Nobody hands you a playbook for running an independent communications or creative agency during a regional conflict. There’s no course material in an MBA, no industry whitepaper, no mentor with a neat answer. You just wake up one morning and the world your clients built their brands inside has tilted, and your job is to figure out what that means before they have to ask. You also have to face a harsh reminder that you are exposed to the elements.
Over the past month, as the US-Israel and Iran conflict has escalated, that tilt has become a full shift. The operating environment for hospitality, lifestyle, and leisure brands across the region has changed in ways that are still unfolding in real time. Travel patterns disrupted. Consumer and investor confidence rattled. And the briefs that do keep coming our way sound different, less about amplification, more about survival. Less “tell our story louder,” and more “tell us what we should be doing at all.” And that’s okay. That’s the job when the going gets tough. We pivot and support.
Here’s what nobody in our industry talks about openly enough: the economics. Agencies operate in one of the worst business models for cash. Ideas and service delivered up front, with drawn-out payment terms, and we are often the first expense considered a “luxury,” cut and pushed down the payment queue because we’re not “tangible.” When clients stop spending, and more importantly stop paying, the whole ecosystem strains. When they stop paying – and some do in times like this – the chain breaks. I know this isn’t always out of bad faith, but out of genuine cash pressure. To compound things, banks are overrun with demands, making solutions like invoice factoring a nightmare to access. A massive vacuum is created when the proverbial hits the fan. We have a flawed system when it comes to agency-client economics, and nobody really talks about it.
We talk a lot in this industry about brand purpose and creative integrity. But underneath all of it is a simple, unglamorous truth: we all have bills. Rent, salaries, software subscriptions, freelancers, the perks for the team. A thriving creative economy depends on everyone in the chain honouring their obligations, especially when conditions make it uncomfortable. That’s not a lecture. It’s a reminder I give myself as much as anyone. But too often, because of our industry’s good nature, we get exposed, and it’s exhausting. We always find a way to keep going. Maybe that’s why nothing changes.
I came up in hospitality originally, running restaurants and bars where culture and commerce had to coexist as part of the industry’s DNA. The best operators don’t freeze when the room changes. They read it. When I founded Umami Comms in 2016, that instinct became the agency’s operating system. When I launched Good Juju last year for lifestyle and design-led brands, it was the same logic applied to a new space. Right now, that instinct is being tested in ways that a spreadsheet simply cannot prepare you for.
Forecasting revenue in this environment is, frankly, close to impossible. A retainer you counted on for Q3 is on pause, and for good reason. A new business conversation that looked certain two weeks ago is now “let’s revisit when things stabilise.” Nobody can tell you when that is. So you put your creative energy into innovation, new directions, new processes, new verticals. It’s the best thing you can do while the chips are down.

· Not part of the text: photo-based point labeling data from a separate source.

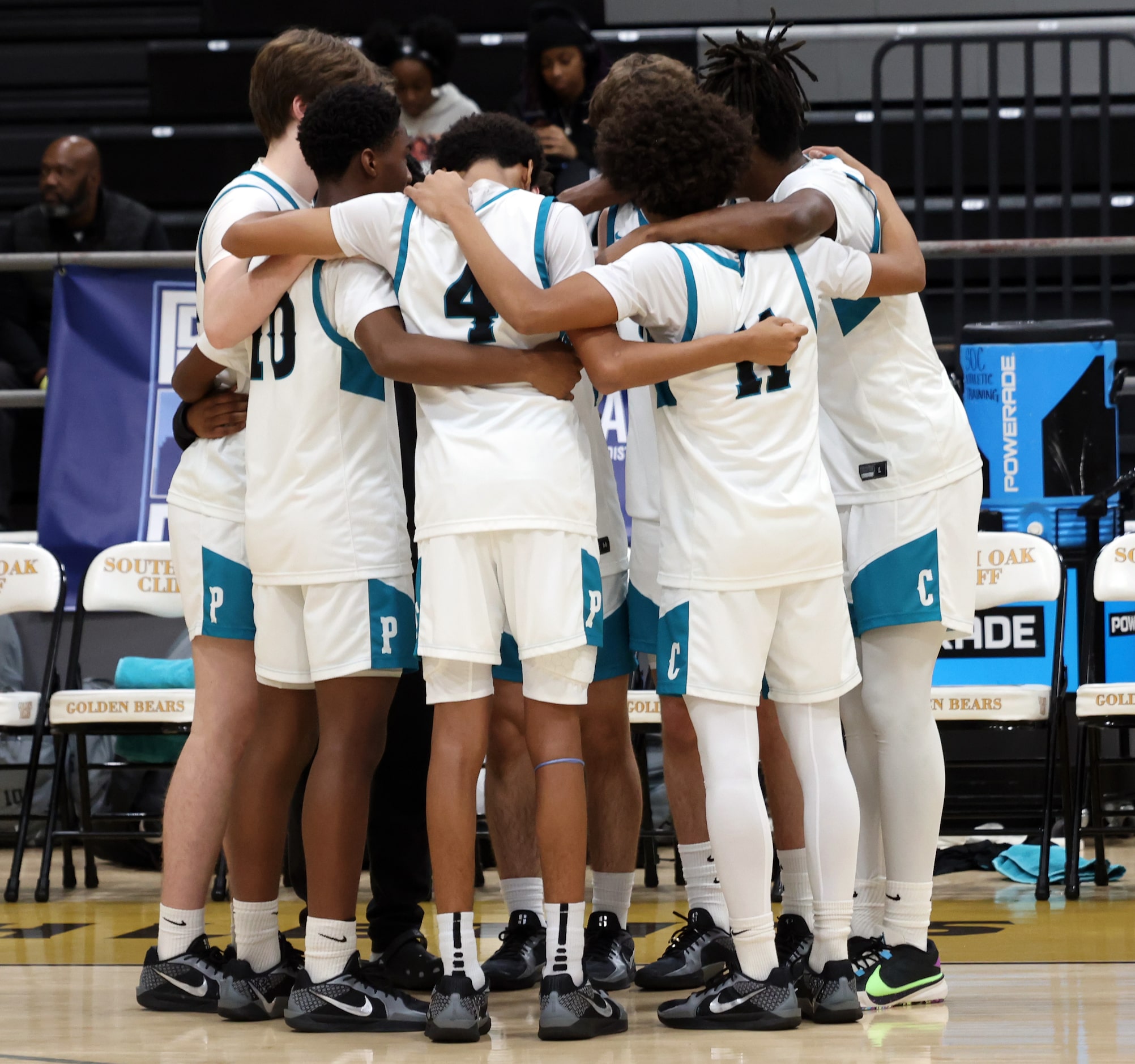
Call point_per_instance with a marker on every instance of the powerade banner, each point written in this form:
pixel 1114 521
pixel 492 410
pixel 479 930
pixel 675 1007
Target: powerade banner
pixel 108 443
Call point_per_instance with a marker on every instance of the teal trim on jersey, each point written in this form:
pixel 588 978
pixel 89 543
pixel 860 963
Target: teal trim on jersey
pixel 721 260
pixel 804 286
pixel 644 622
pixel 692 298
pixel 541 225
pixel 226 590
pixel 853 313
pixel 403 245
pixel 902 588
pixel 673 650
pixel 393 635
pixel 356 373
pixel 593 599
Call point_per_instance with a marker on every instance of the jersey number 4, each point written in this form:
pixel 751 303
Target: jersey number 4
pixel 464 299
pixel 283 361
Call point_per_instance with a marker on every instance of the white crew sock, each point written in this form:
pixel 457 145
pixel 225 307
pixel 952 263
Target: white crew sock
pixel 703 891
pixel 868 909
pixel 565 939
pixel 831 930
pixel 754 938
pixel 177 928
pixel 459 947
pixel 524 893
pixel 327 947
pixel 255 934
pixel 797 886
pixel 906 918
pixel 611 893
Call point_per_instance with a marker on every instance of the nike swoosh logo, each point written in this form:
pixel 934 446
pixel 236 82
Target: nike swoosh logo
pixel 199 990
pixel 718 1006
pixel 353 1010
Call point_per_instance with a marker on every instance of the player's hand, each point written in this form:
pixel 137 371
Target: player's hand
pixel 771 342
pixel 633 240
pixel 554 369
pixel 441 195
pixel 220 414
pixel 556 142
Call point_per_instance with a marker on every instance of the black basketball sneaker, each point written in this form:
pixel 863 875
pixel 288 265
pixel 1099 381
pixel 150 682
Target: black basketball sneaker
pixel 519 962
pixel 189 982
pixel 458 1012
pixel 609 953
pixel 736 1002
pixel 569 1013
pixel 698 952
pixel 358 999
pixel 250 995
pixel 408 964
pixel 793 943
pixel 830 996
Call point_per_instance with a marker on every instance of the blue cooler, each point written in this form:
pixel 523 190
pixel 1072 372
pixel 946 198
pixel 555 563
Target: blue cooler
pixel 1039 400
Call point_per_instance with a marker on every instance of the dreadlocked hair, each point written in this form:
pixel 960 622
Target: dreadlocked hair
pixel 762 81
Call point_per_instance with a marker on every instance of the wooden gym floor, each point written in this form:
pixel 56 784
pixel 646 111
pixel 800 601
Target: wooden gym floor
pixel 1029 981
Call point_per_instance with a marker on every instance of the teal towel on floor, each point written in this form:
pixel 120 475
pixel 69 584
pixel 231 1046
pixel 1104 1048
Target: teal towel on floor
pixel 1023 865
pixel 153 673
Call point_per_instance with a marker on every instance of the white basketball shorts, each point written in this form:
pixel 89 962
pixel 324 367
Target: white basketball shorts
pixel 912 560
pixel 212 574
pixel 322 632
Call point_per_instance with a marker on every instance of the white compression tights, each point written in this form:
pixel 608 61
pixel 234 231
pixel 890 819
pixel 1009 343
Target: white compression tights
pixel 739 825
pixel 896 756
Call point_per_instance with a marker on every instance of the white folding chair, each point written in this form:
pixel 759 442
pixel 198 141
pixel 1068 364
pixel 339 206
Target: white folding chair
pixel 33 582
pixel 126 578
pixel 1016 568
pixel 1101 705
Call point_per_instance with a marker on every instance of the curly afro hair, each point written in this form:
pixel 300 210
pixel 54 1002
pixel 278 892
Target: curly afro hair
pixel 489 135
pixel 342 122
pixel 762 81
pixel 673 150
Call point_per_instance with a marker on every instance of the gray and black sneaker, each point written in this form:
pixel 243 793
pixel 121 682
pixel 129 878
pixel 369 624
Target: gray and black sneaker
pixel 698 952
pixel 736 1002
pixel 609 953
pixel 569 1013
pixel 456 1011
pixel 250 995
pixel 189 982
pixel 829 996
pixel 519 963
pixel 793 943
pixel 357 999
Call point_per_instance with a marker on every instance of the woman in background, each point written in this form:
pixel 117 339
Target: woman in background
pixel 421 62
pixel 564 65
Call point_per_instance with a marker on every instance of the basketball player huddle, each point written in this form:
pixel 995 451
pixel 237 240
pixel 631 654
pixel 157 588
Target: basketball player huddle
pixel 804 488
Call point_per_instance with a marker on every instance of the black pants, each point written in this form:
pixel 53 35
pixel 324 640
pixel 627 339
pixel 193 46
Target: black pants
pixel 396 841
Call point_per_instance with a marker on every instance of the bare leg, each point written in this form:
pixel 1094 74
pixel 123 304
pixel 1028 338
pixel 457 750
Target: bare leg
pixel 200 791
pixel 458 751
pixel 287 734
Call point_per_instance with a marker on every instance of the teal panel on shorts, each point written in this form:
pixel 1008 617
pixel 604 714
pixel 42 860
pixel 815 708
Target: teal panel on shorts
pixel 644 622
pixel 673 650
pixel 393 634
pixel 593 600
pixel 902 588
pixel 227 590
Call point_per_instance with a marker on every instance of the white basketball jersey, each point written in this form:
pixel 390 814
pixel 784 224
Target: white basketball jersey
pixel 615 556
pixel 325 501
pixel 642 467
pixel 891 424
pixel 488 458
pixel 745 499
pixel 210 477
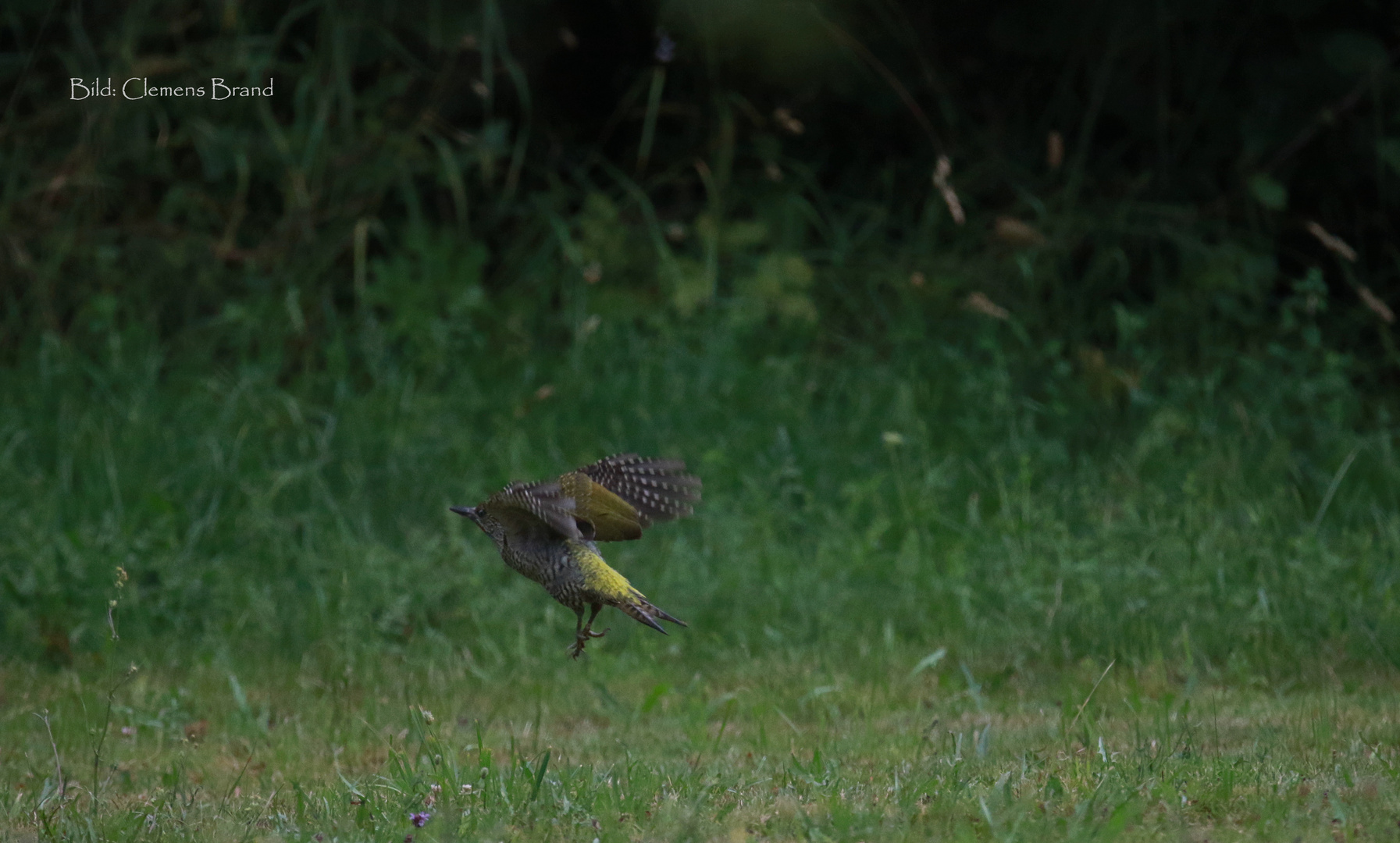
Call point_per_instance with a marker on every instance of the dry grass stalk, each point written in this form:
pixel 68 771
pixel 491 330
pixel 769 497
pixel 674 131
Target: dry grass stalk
pixel 1378 307
pixel 941 174
pixel 1333 243
pixel 1055 150
pixel 1015 233
pixel 787 122
pixel 979 303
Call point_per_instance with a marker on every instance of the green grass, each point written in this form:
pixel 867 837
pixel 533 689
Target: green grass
pixel 296 592
pixel 657 745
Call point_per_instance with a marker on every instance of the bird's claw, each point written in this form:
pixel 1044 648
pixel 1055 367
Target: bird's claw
pixel 577 649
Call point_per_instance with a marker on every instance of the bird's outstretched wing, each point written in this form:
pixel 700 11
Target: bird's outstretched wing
pixel 618 496
pixel 528 507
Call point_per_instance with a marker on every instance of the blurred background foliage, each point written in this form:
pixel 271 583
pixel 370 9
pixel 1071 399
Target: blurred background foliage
pixel 244 340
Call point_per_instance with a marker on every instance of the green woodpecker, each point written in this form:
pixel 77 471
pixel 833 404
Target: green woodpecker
pixel 549 531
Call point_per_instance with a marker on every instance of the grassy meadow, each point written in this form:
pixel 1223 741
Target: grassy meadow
pixel 1038 365
pixel 923 604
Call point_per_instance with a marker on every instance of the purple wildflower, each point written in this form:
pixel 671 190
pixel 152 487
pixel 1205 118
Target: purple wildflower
pixel 665 47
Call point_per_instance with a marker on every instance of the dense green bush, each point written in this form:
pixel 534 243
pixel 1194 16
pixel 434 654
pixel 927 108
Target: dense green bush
pixel 254 347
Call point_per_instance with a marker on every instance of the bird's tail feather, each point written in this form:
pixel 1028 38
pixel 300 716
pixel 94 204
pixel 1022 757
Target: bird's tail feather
pixel 643 611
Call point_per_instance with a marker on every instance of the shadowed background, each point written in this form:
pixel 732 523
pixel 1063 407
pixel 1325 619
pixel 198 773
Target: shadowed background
pixel 1131 407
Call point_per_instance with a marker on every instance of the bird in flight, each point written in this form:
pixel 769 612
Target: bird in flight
pixel 549 531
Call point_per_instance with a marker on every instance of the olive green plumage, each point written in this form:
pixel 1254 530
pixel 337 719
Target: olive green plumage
pixel 549 531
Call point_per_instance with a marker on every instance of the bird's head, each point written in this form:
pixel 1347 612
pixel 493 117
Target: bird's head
pixel 482 518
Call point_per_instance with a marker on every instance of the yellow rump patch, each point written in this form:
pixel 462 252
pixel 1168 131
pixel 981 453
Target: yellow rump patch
pixel 598 574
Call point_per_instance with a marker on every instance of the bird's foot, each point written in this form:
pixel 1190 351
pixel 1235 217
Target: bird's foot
pixel 577 647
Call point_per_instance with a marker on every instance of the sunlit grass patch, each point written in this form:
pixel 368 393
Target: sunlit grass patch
pixel 738 752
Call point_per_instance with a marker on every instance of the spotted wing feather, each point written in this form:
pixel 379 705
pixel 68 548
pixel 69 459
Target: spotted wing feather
pixel 527 507
pixel 658 489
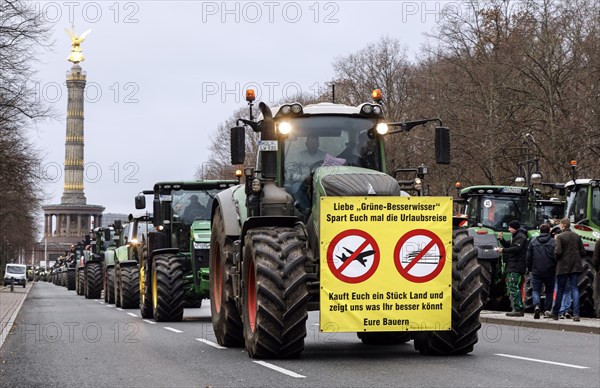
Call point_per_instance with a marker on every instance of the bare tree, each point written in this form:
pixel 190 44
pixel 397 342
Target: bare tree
pixel 22 33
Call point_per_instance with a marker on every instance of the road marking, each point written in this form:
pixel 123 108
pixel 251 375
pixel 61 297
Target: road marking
pixel 10 322
pixel 544 361
pixel 214 345
pixel 280 369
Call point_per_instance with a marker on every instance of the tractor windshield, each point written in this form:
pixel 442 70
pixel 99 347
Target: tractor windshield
pixel 577 204
pixel 329 141
pixel 189 205
pixel 495 212
pixel 577 209
pixel 15 269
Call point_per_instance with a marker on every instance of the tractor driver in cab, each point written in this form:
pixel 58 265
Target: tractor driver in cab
pixel 193 210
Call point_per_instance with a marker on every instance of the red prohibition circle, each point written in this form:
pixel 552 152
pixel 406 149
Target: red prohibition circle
pixel 404 272
pixel 369 240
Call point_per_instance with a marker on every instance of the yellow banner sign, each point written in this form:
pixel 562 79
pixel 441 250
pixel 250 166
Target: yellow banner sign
pixel 386 263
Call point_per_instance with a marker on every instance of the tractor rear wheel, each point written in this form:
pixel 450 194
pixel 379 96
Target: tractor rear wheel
pixel 466 304
pixel 130 289
pixel 275 295
pixel 586 288
pixel 145 289
pixel 94 281
pixel 226 319
pixel 109 289
pixel 167 288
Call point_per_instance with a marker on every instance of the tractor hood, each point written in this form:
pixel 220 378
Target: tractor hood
pixel 355 182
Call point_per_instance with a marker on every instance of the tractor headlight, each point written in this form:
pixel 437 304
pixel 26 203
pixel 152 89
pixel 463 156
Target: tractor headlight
pixel 382 128
pixel 201 245
pixel 285 128
pixel 418 184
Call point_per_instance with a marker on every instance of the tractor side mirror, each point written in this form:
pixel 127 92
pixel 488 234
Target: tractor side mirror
pixel 140 202
pixel 442 145
pixel 238 145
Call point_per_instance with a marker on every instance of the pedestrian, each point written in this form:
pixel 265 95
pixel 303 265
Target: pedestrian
pixel 541 265
pixel 515 253
pixel 569 253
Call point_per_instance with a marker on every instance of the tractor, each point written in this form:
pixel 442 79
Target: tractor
pixel 266 263
pixel 174 267
pixel 583 209
pixel 90 267
pixel 125 284
pixel 486 211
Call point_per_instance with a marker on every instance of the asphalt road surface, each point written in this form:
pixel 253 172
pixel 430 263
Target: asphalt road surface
pixel 62 340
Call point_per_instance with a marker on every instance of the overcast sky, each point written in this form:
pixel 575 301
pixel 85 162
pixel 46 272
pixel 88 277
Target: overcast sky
pixel 163 74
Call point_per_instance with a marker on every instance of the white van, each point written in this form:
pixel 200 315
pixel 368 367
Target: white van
pixel 18 272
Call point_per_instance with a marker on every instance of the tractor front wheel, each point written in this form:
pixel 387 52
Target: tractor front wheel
pixel 167 288
pixel 466 304
pixel 275 295
pixel 226 319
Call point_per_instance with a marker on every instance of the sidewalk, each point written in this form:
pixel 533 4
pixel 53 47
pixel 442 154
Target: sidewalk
pixel 586 325
pixel 10 303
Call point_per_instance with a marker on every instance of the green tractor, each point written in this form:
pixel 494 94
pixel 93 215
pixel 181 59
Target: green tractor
pixel 174 268
pixel 90 279
pixel 486 211
pixel 583 209
pixel 265 260
pixel 125 276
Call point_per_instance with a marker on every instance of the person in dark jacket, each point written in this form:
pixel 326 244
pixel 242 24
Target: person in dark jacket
pixel 542 267
pixel 569 253
pixel 515 253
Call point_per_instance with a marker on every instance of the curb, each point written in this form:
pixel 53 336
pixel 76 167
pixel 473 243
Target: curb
pixel 587 325
pixel 5 330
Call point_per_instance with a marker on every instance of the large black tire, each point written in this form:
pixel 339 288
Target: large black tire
pixel 383 337
pixel 275 296
pixel 586 288
pixel 145 291
pixel 71 280
pixel 93 286
pixel 130 287
pixel 80 280
pixel 109 289
pixel 167 288
pixel 226 319
pixel 466 304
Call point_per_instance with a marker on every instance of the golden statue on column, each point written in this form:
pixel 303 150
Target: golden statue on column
pixel 76 55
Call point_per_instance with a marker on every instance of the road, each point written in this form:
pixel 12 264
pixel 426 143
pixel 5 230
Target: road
pixel 61 339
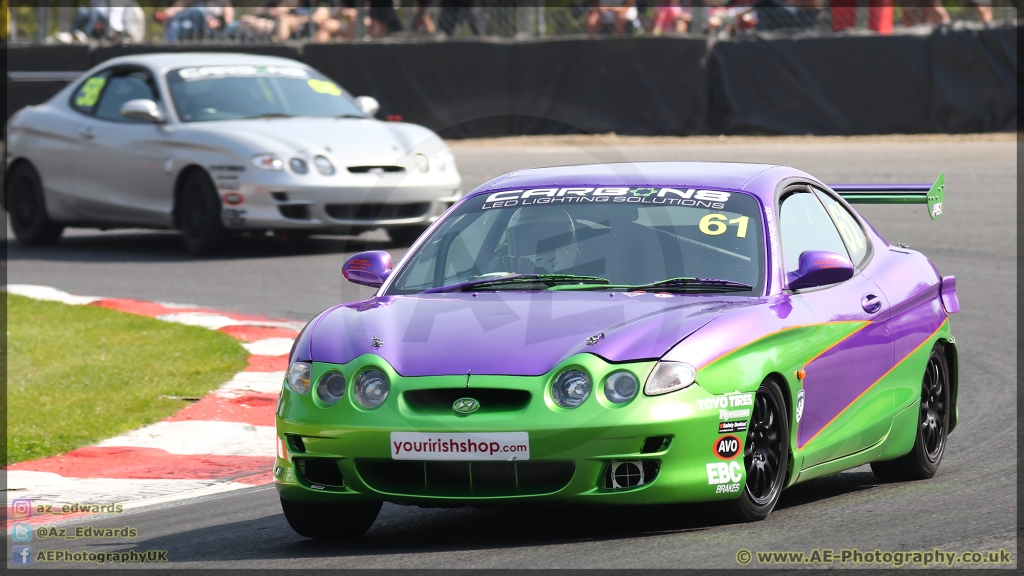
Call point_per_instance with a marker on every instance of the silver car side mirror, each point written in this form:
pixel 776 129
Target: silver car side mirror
pixel 368 105
pixel 142 109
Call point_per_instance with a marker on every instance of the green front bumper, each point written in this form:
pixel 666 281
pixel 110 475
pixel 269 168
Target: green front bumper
pixel 570 451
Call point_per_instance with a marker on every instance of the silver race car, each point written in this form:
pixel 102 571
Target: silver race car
pixel 213 144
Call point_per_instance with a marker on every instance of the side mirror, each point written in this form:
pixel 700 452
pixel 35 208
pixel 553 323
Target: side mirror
pixel 368 269
pixel 818 268
pixel 368 105
pixel 143 110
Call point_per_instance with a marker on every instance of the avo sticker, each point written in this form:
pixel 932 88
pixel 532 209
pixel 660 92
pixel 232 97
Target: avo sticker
pixel 324 87
pixel 727 447
pixel 89 92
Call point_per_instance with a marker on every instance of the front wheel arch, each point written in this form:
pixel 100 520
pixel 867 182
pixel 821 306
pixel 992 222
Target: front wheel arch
pixel 179 187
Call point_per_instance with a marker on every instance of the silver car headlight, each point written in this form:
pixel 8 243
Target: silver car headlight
pixel 670 376
pixel 267 162
pixel 422 163
pixel 298 376
pixel 324 165
pixel 298 166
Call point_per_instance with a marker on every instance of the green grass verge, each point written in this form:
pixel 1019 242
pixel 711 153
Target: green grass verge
pixel 77 375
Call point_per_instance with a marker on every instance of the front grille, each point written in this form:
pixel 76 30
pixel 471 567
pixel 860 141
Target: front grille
pixel 368 169
pixel 375 212
pixel 650 469
pixel 324 471
pixel 439 401
pixel 296 211
pixel 465 479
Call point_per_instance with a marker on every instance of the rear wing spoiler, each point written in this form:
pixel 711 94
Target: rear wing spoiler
pixel 933 195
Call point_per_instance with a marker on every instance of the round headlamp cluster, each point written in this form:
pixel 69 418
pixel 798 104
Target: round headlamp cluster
pixel 331 387
pixel 324 165
pixel 620 387
pixel 371 388
pixel 570 388
pixel 298 376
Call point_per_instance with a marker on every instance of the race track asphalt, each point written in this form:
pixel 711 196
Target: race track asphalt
pixel 971 504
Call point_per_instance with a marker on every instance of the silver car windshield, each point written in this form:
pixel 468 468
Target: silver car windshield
pixel 629 236
pixel 233 92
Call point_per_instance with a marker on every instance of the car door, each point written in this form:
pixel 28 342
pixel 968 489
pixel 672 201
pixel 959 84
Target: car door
pixel 843 412
pixel 119 163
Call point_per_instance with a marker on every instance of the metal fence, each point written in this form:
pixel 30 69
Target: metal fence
pixel 73 22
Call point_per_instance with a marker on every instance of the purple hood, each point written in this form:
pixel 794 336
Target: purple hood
pixel 508 333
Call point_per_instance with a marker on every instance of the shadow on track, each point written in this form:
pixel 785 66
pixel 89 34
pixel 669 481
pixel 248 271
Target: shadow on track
pixel 413 530
pixel 145 246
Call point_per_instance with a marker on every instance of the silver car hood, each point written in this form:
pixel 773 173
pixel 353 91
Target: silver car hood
pixel 341 137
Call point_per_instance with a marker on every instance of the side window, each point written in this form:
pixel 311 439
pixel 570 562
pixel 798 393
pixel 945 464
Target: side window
pixel 121 87
pixel 87 95
pixel 851 232
pixel 805 225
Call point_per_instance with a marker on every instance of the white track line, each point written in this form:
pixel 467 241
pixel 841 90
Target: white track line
pixel 200 438
pixel 48 293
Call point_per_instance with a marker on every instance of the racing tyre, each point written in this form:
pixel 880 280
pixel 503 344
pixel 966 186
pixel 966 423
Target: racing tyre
pixel 406 236
pixel 202 230
pixel 766 454
pixel 330 521
pixel 27 208
pixel 933 425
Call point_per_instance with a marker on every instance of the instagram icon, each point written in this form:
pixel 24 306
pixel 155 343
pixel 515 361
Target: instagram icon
pixel 20 507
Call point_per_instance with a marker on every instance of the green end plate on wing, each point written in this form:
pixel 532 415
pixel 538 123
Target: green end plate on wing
pixel 936 198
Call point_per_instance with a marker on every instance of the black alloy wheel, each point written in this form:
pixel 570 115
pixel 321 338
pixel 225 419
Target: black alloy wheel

And all of this is happening while the content doesn’t stop. It never stops. Every morning brings another wave of media updates on the conflict, incoming alerts, client WhatsApps, staff needing reassurance, family wondering if you’re okay, advisors with opinions. The volume of information, noise, and genuine human concern that lands on you as a leader in moments like this is relentless. The skill isn’t processing all of it. The skill is deciding quickly what matters, what can wait, and what needs to be acted on before the day gets away from you. Being slow and thorough is a luxury that conflict doesn’t extend. Decisions might be flawed, but they need to be made, as well as you can. Nobody has the right answer really, but you have to be decisive.
What I’d say to other agency leaders navigating this: I am in your corner. It’s tough. For those of us who have seen off COVID and come through stronger, this is another chance to show strength, for your team and for the clients that stay in the ring. For those experiencing their first major crisis: stay as calm as you can, and hold the line for your people. The worst decisions are the ones not made. You will make mistakes and there will be flaws in some of your choices, but we’re all human. Play the cards you’re dealt with as much honour as you can and do your best for your team.
The region’s creative and communications industry is more resilient than the headlines give it credit for. The talent is here. The ambition is here. I hope they both stay. Purpose-led agencies, ones with actual convictions and the relationships to back them up, are built for exactly this kind of pressure.
I started my career believing that the most powerful stories are the ones you’d happily share over a drink and that everyone remembers after the hangover. That belief hasn’t shifted. If anything, the past month has sharpened it. Stories and teams built on honesty, on real regional understanding, on relationships those are the ones that hold when everything else is kinetic.
Purpose isn’t a line in your credentials deck. It’s what you do when conditions get hard. We’ll fight on. I hope you do too.
By Colin Hutton, Founder, Umami Comms & Good Juju.